People familiar with the talks on the listing said the last-minute decision had followed a day of frantic discussions, and while the company was not worried about the launch price, concerns had mounted about a potential unjustified market reaction after the IPO.
The postponement comes just a day before Golden Goose had been set to price, and after bankers on the deal indicated earlier on Tuesday that the IPO was likely to be positioned towards the bottom of the marketed range.
One other person familiar with the talks said the price would probably have been set at about €9.75, which was considered “fair”.
However, the high volatility of comparable stocks in recent weeks pushed management and Permira to opt for a postponement.
Golden Goose had been seeking to raise roughly €600mn at a market capitalisation of nearly €2bn.

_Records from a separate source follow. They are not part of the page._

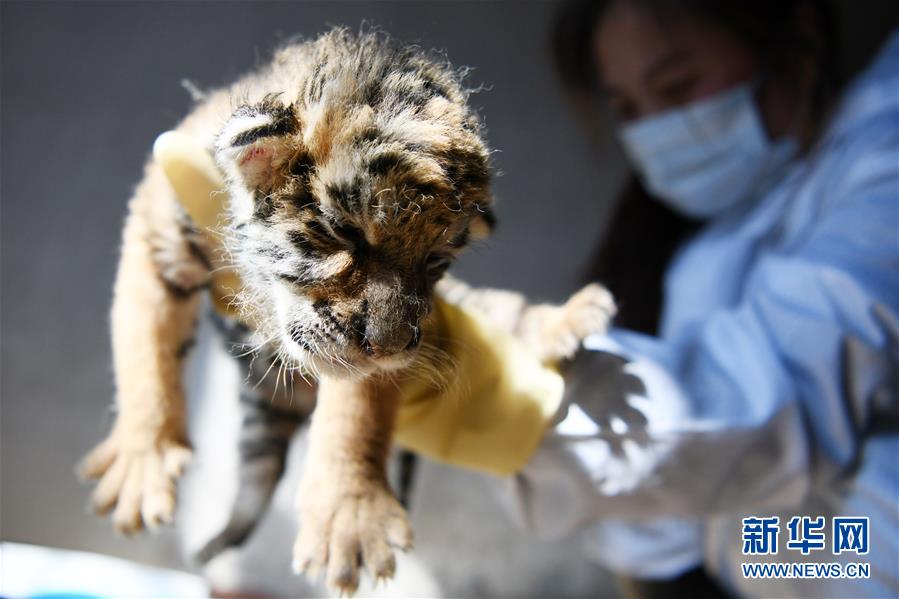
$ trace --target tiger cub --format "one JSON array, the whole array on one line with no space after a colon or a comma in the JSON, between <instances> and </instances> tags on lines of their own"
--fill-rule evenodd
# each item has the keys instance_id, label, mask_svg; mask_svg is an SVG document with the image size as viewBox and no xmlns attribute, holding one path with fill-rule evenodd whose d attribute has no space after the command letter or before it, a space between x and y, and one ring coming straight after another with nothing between
<instances>
[{"instance_id":1,"label":"tiger cub","mask_svg":"<svg viewBox=\"0 0 899 599\"><path fill-rule=\"evenodd\" d=\"M413 540L385 475L397 392L373 375L414 367L435 287L493 227L488 150L466 101L444 62L334 29L210 93L178 126L227 178L241 321L279 369L316 375L294 563L341 592L356 589L363 566L391 577L393 548ZM191 455L181 359L221 257L152 160L123 238L112 308L118 414L82 472L99 479L96 510L130 533L174 515ZM613 309L598 286L561 307L530 307L508 292L440 285L544 357L570 355Z\"/></svg>"}]
</instances>

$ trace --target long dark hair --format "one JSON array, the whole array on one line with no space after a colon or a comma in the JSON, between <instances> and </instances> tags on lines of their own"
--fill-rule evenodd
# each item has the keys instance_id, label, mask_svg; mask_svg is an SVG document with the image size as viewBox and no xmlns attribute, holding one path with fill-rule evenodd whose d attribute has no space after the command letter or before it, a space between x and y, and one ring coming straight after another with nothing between
<instances>
[{"instance_id":1,"label":"long dark hair","mask_svg":"<svg viewBox=\"0 0 899 599\"><path fill-rule=\"evenodd\" d=\"M751 48L772 78L795 77L802 59L818 66L810 97L810 120L820 128L842 79L838 73L834 12L827 0L571 0L557 14L552 51L562 84L590 127L600 95L593 34L615 2L630 2L665 22L688 15L732 32ZM806 11L808 31L799 25ZM616 324L655 334L664 303L664 273L671 257L701 223L655 201L635 176L619 194L606 234L586 278L605 283L618 300Z\"/></svg>"}]
</instances>

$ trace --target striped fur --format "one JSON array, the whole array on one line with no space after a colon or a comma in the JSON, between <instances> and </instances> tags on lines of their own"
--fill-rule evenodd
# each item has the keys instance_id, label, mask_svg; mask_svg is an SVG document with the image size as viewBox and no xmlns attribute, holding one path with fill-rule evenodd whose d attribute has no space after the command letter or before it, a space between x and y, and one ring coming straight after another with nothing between
<instances>
[{"instance_id":1,"label":"striped fur","mask_svg":"<svg viewBox=\"0 0 899 599\"><path fill-rule=\"evenodd\" d=\"M466 92L448 65L341 29L284 48L260 78L291 85L240 106L215 142L241 306L310 371L402 366L433 284L493 226Z\"/></svg>"},{"instance_id":2,"label":"striped fur","mask_svg":"<svg viewBox=\"0 0 899 599\"><path fill-rule=\"evenodd\" d=\"M225 173L231 200L214 255L158 165L130 204L113 306L117 403L110 437L84 461L98 511L120 530L169 522L190 456L181 358L197 292L231 260L244 288L241 341L284 386L317 376L300 489L295 567L352 593L360 569L393 574L412 531L385 474L398 397L390 373L427 355L435 293L484 310L547 358L570 355L614 306L591 287L562 307L443 279L492 230L488 150L458 74L384 35L332 30L281 49L266 67L211 92L179 125ZM262 366L264 372L259 371ZM311 393L309 387L306 387ZM281 475L299 413L242 393L241 490L208 560L252 532ZM271 390L274 401L277 388Z\"/></svg>"}]
</instances>

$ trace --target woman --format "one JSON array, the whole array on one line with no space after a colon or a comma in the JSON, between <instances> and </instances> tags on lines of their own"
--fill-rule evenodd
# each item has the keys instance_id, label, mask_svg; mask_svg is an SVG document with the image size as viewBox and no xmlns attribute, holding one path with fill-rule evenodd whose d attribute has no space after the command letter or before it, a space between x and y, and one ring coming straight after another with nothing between
<instances>
[{"instance_id":1,"label":"woman","mask_svg":"<svg viewBox=\"0 0 899 599\"><path fill-rule=\"evenodd\" d=\"M643 333L588 340L515 496L538 532L589 527L625 575L704 566L741 594L899 593L899 36L836 97L828 16L618 0L560 20L563 74L584 106L602 90L639 176L597 267ZM779 540L763 539L774 516ZM790 534L793 516L826 526ZM834 555L838 517L869 518L866 554ZM787 547L824 528L824 549ZM870 576L745 576L759 561Z\"/></svg>"}]
</instances>

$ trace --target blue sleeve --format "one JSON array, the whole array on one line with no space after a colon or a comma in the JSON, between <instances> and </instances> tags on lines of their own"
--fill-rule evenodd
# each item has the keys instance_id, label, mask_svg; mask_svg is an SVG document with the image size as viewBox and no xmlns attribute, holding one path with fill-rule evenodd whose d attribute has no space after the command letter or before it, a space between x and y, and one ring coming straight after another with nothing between
<instances>
[{"instance_id":1,"label":"blue sleeve","mask_svg":"<svg viewBox=\"0 0 899 599\"><path fill-rule=\"evenodd\" d=\"M759 259L739 305L665 341L588 340L515 483L531 528L795 506L854 463L899 363L895 130L880 141L845 162L809 234Z\"/></svg>"}]
</instances>

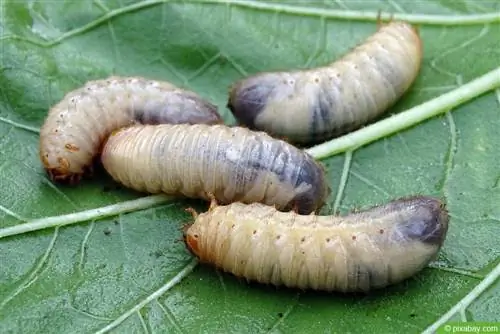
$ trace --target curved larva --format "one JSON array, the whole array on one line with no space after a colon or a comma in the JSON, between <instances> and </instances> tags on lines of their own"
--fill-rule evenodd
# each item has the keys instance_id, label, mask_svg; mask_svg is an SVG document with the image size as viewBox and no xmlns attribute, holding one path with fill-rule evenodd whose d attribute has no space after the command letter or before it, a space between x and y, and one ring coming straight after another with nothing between
<instances>
[{"instance_id":1,"label":"curved larva","mask_svg":"<svg viewBox=\"0 0 500 334\"><path fill-rule=\"evenodd\" d=\"M113 133L102 165L143 192L221 203L261 202L310 213L330 193L321 164L264 132L206 124L134 125Z\"/></svg>"},{"instance_id":2,"label":"curved larva","mask_svg":"<svg viewBox=\"0 0 500 334\"><path fill-rule=\"evenodd\" d=\"M212 205L195 217L184 238L202 263L249 281L343 292L385 287L423 269L441 248L449 219L430 197L344 217L259 203Z\"/></svg>"},{"instance_id":3,"label":"curved larva","mask_svg":"<svg viewBox=\"0 0 500 334\"><path fill-rule=\"evenodd\" d=\"M318 142L380 116L411 86L421 61L418 32L395 21L327 66L236 82L227 106L251 129L295 143Z\"/></svg>"},{"instance_id":4,"label":"curved larva","mask_svg":"<svg viewBox=\"0 0 500 334\"><path fill-rule=\"evenodd\" d=\"M40 132L40 159L53 181L90 174L103 140L131 123L222 123L217 107L168 82L112 76L87 82L51 108Z\"/></svg>"}]
</instances>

Chief executive Silvio Campara, who is the company’s second-largest shareholder and has been at its helm for six years, told the Financial Times last month that the “IPO is not a one-shot deal” and that prospective investors were “very excited about the story and [willing to support the group] along this journey on the good and bad days” in spite of market turbulence.
Campara said the IPO was the natural next step for the brand, popular among celebrities and bankers, as it aimed to strengthen its capital structure and reduce debt while attracting long-term investors.
Last week it had announced Invesco had committed €100mn to the listing as a cornerstone backer.
However, investors who spoke on condition of anonymity said the situation on the market had been excessively volatile following the European parliament elections this month. “All signs are telling us to act cautiously in Europe. I think some of us got cold feet,” said one overseas investor.
The global luxury sector has been facing a slowdown this year, but Golden Goose — whose flagship “distressed” trainers sell for about €500 a pair — reported a 12 per cent surge in revenue in the first quarter, which had encouraged the company to move forward with its plans.
The postponement of the IPO is a blow for Permira, which floated British boot brand Dr Martens in London three years ago but has seen its shares plunge since.